Volunteer spotlight
AABoard volunteers recognized at Google DeepMind Hackathon for AI learning prototypes
April 2026
AABoard volunteers Raahul Krishna and Anish Ummenthala were part of student teams recognized at a Google DeepMind Hackathon at UCLA for projects exploring AI-supported learning, live interaction, creative coaching, and social simulation.
Raahul Krishna contributed to Doodle Dojo, which received Best Overall App. Anish Ummenthala contributed to Courtroom Chaos, which received Runner-Up and Judges' Favorite recognition.


Doodle Dojo: AI as a creative coach
Doodle Dojo turns a photo or text idea into guided sketching lessons, gives live AI coaching while a learner draws, and can animate the final sketch into a short video. The project addresses a familiar learning problem: many beginners want to draw better, but tutorials are often too generic, too long, or disconnected from the learner's immediate drawing process.

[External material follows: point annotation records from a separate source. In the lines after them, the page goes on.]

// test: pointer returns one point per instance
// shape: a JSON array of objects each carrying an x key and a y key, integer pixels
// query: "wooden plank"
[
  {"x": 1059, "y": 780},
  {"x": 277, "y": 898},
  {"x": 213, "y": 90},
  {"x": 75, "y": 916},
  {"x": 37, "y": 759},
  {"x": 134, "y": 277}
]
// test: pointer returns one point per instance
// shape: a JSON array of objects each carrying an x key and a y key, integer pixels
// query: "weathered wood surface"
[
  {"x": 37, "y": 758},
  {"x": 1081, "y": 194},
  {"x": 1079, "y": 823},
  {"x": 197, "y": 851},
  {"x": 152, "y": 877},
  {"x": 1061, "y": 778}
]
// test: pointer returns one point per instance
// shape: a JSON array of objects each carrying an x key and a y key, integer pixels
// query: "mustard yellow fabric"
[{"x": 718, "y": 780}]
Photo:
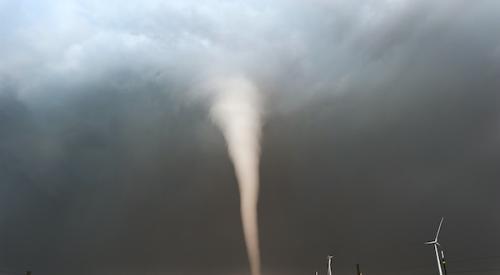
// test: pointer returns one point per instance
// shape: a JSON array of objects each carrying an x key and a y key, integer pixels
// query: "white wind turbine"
[{"x": 435, "y": 243}]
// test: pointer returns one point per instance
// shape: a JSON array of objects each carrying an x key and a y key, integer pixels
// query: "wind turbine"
[
  {"x": 435, "y": 243},
  {"x": 330, "y": 264}
]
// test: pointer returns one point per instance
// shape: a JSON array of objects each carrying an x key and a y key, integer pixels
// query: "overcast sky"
[{"x": 379, "y": 118}]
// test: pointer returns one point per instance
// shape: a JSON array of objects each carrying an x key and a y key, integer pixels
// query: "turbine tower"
[
  {"x": 436, "y": 244},
  {"x": 330, "y": 264}
]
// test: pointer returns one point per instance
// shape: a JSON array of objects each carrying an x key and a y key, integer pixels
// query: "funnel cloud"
[
  {"x": 365, "y": 122},
  {"x": 236, "y": 110}
]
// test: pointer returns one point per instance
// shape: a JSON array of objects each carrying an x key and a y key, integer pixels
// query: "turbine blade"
[{"x": 439, "y": 229}]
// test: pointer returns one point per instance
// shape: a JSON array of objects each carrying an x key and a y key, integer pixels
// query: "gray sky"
[{"x": 380, "y": 117}]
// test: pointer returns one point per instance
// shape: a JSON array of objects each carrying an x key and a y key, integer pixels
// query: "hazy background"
[{"x": 381, "y": 117}]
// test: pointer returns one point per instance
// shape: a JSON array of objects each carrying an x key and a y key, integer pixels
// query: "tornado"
[{"x": 236, "y": 110}]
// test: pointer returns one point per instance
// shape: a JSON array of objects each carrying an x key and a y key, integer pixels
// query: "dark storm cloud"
[{"x": 378, "y": 113}]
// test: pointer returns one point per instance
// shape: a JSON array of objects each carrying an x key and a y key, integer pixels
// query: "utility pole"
[
  {"x": 443, "y": 261},
  {"x": 330, "y": 265}
]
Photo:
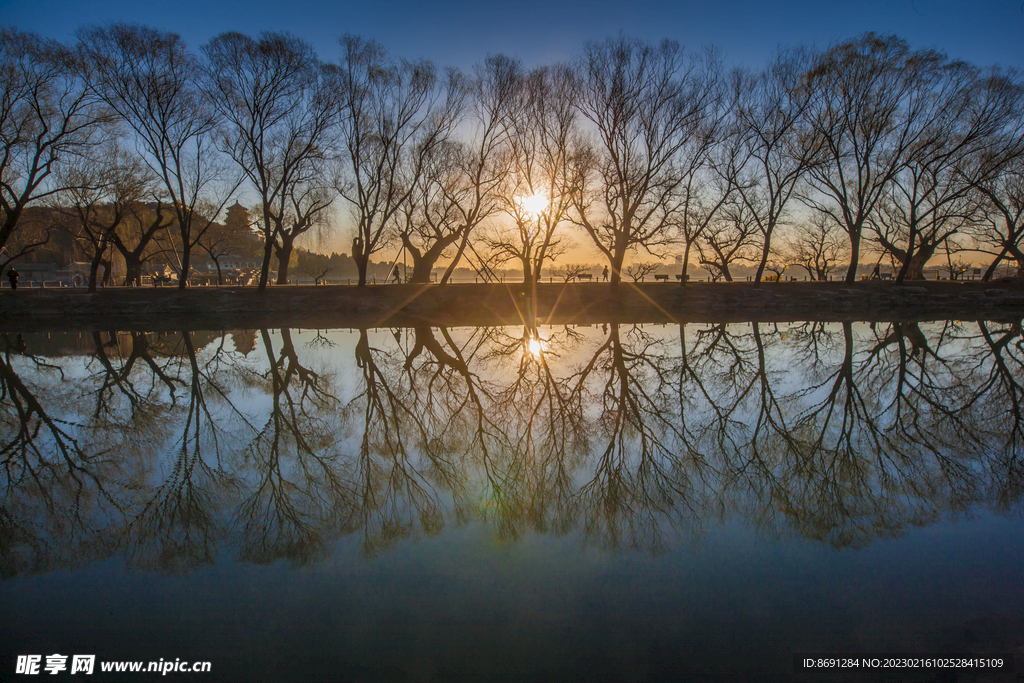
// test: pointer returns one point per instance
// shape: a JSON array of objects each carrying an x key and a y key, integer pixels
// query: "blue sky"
[{"x": 460, "y": 33}]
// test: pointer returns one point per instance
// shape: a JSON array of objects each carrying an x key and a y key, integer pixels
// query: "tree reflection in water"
[{"x": 171, "y": 447}]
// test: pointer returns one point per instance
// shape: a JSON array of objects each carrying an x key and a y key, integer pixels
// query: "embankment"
[{"x": 333, "y": 306}]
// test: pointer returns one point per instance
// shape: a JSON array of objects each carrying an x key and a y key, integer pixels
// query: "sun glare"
[
  {"x": 535, "y": 347},
  {"x": 532, "y": 206}
]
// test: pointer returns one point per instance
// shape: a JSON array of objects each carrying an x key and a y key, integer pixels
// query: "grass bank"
[{"x": 383, "y": 305}]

For AABoard, Doodle Dojo is relevant as a prototype signal for AI-supported creative learning. It points toward instructional questions about guided practice, formative feedback, learner confidence, multimodal input, and how AI coaching systems should be documented before being used in educational contexts.

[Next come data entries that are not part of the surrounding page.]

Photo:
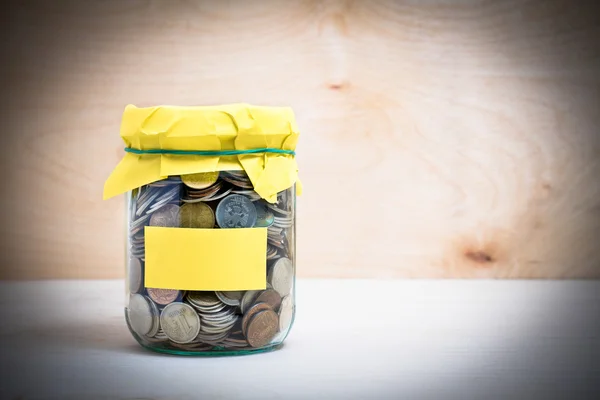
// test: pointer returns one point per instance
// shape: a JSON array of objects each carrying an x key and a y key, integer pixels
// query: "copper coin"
[
  {"x": 200, "y": 180},
  {"x": 271, "y": 297},
  {"x": 262, "y": 328},
  {"x": 163, "y": 296},
  {"x": 255, "y": 309},
  {"x": 196, "y": 215}
]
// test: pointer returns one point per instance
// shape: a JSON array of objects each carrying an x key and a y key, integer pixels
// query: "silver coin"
[
  {"x": 141, "y": 314},
  {"x": 264, "y": 216},
  {"x": 248, "y": 299},
  {"x": 282, "y": 275},
  {"x": 231, "y": 298},
  {"x": 167, "y": 216},
  {"x": 180, "y": 322},
  {"x": 135, "y": 275},
  {"x": 286, "y": 312},
  {"x": 155, "y": 319},
  {"x": 152, "y": 195},
  {"x": 204, "y": 299},
  {"x": 236, "y": 211}
]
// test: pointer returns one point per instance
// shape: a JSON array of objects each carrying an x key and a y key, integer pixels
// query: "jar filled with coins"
[{"x": 211, "y": 211}]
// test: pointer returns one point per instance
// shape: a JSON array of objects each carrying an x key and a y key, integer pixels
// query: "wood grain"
[{"x": 438, "y": 139}]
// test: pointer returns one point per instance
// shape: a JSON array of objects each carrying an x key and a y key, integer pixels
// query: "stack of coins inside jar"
[{"x": 209, "y": 321}]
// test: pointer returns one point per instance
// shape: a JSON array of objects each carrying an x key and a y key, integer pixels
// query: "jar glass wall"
[{"x": 211, "y": 322}]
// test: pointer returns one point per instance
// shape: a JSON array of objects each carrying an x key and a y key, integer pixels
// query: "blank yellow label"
[{"x": 206, "y": 259}]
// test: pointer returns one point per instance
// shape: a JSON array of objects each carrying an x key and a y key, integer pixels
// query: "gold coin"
[
  {"x": 201, "y": 180},
  {"x": 196, "y": 215}
]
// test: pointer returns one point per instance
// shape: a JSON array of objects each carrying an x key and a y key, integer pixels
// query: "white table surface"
[{"x": 351, "y": 339}]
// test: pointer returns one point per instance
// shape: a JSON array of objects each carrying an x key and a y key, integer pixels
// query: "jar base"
[{"x": 212, "y": 353}]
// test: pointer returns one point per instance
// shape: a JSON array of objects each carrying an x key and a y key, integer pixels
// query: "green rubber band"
[{"x": 209, "y": 152}]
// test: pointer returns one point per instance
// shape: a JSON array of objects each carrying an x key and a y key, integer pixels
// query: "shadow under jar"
[{"x": 211, "y": 322}]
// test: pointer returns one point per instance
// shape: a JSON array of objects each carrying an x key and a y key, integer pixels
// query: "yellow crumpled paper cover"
[{"x": 224, "y": 127}]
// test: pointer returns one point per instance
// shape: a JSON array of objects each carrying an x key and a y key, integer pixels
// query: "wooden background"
[{"x": 438, "y": 138}]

Courtroom Chaos: AI as a live social simulation participant
Courtroom Chaos is a real-time multiplayer courtroom game in which players take roles such as prosecutor, defense attorney, defendant, witness, and jury foreperson while an AI judge powered by Gemini Live listens, interrupts, reacts, changes tone, and delivers a dramatic judgment.

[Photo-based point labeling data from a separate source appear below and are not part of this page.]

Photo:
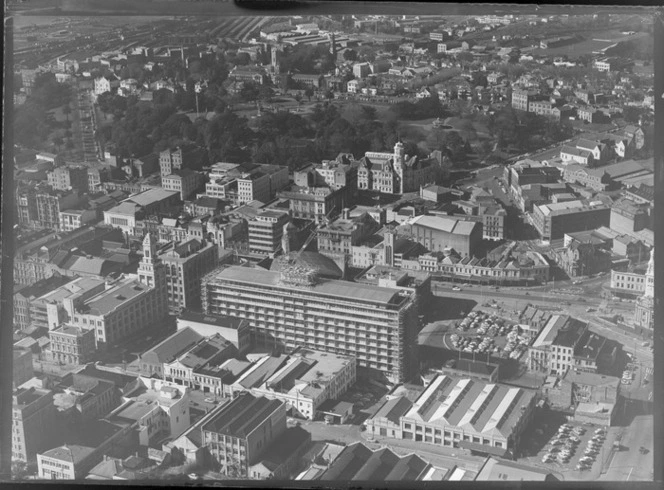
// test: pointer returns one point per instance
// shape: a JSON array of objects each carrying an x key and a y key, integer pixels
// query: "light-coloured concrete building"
[{"x": 296, "y": 308}]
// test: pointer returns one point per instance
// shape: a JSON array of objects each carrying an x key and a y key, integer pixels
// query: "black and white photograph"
[{"x": 323, "y": 246}]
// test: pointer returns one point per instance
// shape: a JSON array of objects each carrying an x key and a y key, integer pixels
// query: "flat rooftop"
[
  {"x": 457, "y": 402},
  {"x": 343, "y": 290},
  {"x": 242, "y": 415},
  {"x": 80, "y": 285},
  {"x": 447, "y": 224},
  {"x": 209, "y": 319},
  {"x": 567, "y": 207},
  {"x": 118, "y": 295}
]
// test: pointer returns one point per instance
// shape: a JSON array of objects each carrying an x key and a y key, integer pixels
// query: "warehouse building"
[
  {"x": 296, "y": 307},
  {"x": 467, "y": 413},
  {"x": 438, "y": 233}
]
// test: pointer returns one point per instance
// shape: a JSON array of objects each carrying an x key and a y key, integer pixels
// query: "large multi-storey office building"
[{"x": 295, "y": 307}]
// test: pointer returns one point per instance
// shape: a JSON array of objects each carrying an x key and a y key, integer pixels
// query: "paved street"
[{"x": 629, "y": 464}]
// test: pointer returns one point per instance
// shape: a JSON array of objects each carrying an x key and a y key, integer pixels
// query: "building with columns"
[
  {"x": 395, "y": 173},
  {"x": 645, "y": 305}
]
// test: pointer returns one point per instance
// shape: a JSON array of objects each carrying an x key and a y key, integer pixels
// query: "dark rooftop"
[{"x": 242, "y": 416}]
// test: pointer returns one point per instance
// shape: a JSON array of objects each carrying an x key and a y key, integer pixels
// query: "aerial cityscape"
[{"x": 333, "y": 247}]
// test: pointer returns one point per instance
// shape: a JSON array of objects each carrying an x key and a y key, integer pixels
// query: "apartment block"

The project is relevant to AABoard because it illustrates how AI can become part of a social simulation rather than only a chat or content-generation tool. The learning implications include argumentation, evidence-based reasoning, role understanding, critical thinking, spoken interaction with AI, and the design of safeguards for emotionally expressive AI systems.
Why AABoard is tracking these prototypes
These projects are not formal AABoard standards or endorsed learning systems. They are student-built prototypes that surface important design questions for AI literacy education: What feedback should AI give during practice? How should learners understand AI agency and limits? What evidence should be collected when a system claims to support learning? How should AI-mediated role-play be evaluated for educational value and responsible use?
AABoard tracks prototype signals like these because AI literacy standards need to stay connected to emerging practice. Creative coaching and social simulation show that AI in education is moving beyond static content delivery toward interactive experiences that require stronger documentation, safeguards, and assessment language.